Trend Micro has uncovered evidence of a major targeted malware attack that has managed to infect over 1,400 computers in Russia and its former Soviet satellite states.
After penetrating the command and control servers connected to a gang using the widely-circulating ‘Lurid’ downloader malware toolkit, the company discovered a list of 47 different victims, 1,465 infected PCs by IP address, across 61 different countries.
Overwhelmingly, the infected systems were in former Soviet republics, with Russia accounting for over a thousand, with smaller numbers in Kazakhstan, Ukraine, Uzbekistan, Belarus, Kyrgystan, plus some in other states such as Vietnam, India and China.
The breadth of the attack across this geographical region strongly suggests a targeted campaign as does the victim types identified which included “diplomatic missions, government ministries, space-related government agencies and other companies and research institutions.”

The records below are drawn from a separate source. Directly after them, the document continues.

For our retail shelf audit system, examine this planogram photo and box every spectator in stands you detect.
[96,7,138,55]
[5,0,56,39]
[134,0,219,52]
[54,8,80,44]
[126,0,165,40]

Trend was not able to identify the organisation or state behind the attacks but the vector – exploiting a range of known software vulnerabilities for common apps such as Adobe’s Reader – is identical to attacks that have been made public elsewhere in the world in recent times.
“Although our research didn’t reveal precisely which data was being targeted, we were able to determine that, in some cases, the attackers attempted to steal specific documents and spreadsheets,” said Trend’s note on the discovery.
The use of the Lurid toolkit plus large numbers of old vulnerabilities puts the attacks in a less sophisticated category to the Night Dragon campaign uncovered by McAfee earlier this year which had used a mixture of zero-day malware and direct server hacking to target Western energy companies.